Brueggemann R., Jentsch, C., and Trenkler, C. (2016): "Inference in VARs with Conditional Heteroskedasticity of Unknown Form", Journal of Econometrics, 191, pp. 69-85.
Jentsch, C., and Lunsford, K. G. (2021): "Asymptotically Valid Bootstrap Inference for Proxy SVARs", Journal of Business and Economic Statistics, 40, pp. 1876-1891.
Kilian, L. (1998): "Small-Sample Confidence Intervals for Impulse Response Functions", Review of Economics and Statistics, 80, pp. 218-230.
Luetkepohl, H. (2005): New Introduction to Multiple Time Series Analysis, Springer, 2nd ed.
See Also
mb.boot, irf,
and the panel counterpart sboot.pmb.
Examples
# select minimal or full example #
is_min = TRUE
n.boot = ifelse(is_min, 5, 500)
# use 'b.length=1' to conduct basic "vars" bootstraps #
set.seed(23211)
data("Canada")
R.vars = vars::VAR(Canada, p=2, type="const")

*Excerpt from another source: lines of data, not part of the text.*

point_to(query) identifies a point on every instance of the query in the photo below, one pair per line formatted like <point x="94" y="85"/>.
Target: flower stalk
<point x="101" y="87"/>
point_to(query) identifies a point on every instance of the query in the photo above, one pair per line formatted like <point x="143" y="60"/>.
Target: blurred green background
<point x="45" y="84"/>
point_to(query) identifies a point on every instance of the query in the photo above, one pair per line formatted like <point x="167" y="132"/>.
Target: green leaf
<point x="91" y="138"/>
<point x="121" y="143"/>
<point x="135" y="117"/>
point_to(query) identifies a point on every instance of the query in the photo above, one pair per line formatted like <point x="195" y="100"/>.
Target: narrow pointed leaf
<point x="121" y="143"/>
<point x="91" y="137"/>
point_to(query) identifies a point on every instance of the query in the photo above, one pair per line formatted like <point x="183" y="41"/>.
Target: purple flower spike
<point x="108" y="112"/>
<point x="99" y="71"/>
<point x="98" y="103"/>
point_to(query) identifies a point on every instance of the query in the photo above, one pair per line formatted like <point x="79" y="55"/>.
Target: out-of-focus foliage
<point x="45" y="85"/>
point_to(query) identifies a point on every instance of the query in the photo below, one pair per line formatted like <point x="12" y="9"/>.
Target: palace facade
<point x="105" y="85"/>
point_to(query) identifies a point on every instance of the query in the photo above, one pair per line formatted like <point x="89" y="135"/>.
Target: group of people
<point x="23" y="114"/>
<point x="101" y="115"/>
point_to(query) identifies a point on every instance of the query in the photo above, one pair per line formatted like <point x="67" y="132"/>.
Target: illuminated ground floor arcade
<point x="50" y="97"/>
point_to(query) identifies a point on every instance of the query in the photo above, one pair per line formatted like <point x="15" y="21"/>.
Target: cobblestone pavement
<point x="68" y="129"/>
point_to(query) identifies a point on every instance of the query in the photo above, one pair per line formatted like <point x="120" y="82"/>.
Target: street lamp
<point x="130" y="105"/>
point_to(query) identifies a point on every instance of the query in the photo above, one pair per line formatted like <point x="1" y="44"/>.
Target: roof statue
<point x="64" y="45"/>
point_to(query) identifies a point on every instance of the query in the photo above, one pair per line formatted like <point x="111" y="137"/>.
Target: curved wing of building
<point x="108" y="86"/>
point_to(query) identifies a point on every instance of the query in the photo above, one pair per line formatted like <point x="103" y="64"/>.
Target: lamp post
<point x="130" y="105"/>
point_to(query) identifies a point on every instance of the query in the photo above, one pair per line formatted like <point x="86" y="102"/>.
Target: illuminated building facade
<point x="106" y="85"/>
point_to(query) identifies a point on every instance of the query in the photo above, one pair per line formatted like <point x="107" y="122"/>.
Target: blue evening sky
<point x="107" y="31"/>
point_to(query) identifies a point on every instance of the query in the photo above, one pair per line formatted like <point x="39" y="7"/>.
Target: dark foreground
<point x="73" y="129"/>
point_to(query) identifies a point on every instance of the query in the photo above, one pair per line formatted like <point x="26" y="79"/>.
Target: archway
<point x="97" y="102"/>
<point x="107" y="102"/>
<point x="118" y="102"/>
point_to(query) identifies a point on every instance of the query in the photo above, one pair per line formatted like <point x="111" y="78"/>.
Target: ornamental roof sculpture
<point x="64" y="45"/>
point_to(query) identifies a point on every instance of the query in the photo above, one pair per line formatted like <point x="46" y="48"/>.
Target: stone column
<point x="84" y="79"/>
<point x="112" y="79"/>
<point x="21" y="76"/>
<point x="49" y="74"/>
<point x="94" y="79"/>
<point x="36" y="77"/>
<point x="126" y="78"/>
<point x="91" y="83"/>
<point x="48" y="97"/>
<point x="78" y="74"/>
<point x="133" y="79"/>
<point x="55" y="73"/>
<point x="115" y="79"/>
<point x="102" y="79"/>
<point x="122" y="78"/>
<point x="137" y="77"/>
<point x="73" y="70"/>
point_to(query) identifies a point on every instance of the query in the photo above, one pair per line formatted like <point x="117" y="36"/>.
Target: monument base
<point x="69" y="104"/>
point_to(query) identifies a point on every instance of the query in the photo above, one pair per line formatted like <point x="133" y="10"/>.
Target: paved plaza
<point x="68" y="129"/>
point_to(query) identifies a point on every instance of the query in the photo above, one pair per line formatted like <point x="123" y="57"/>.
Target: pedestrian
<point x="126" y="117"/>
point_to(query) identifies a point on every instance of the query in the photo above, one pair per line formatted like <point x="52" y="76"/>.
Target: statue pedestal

R.svar = svars::id.chol(R.vars)
R.boot = sboot.mb(R.svar, b.length=1, n.boot=n.boot, n.ahead=30, n.cores=1)
summary(R.boot, idx_par="A", level=0.9) # VAR coefficients with 90%-confidence intervals
plot(R.boot, lowerq = c(0.05, 0.1, 0.16), upperq = c(0.95, 0.9, 0.84))
# second step of bootstrap-after-bootstrap #
R.bab = sboot.mb(R.boot, b.length=1, n.boot=n.boot, n.ahead=30, n.cores=1)
summary(R.bab, idx_par="A", level=0.9) # VAR coefficients with 90%-confidence intervals
plot(R.bab, lowerq = c(0.05, 0.1, 0.16), upperq = c(0.95, 0.9, 0.84))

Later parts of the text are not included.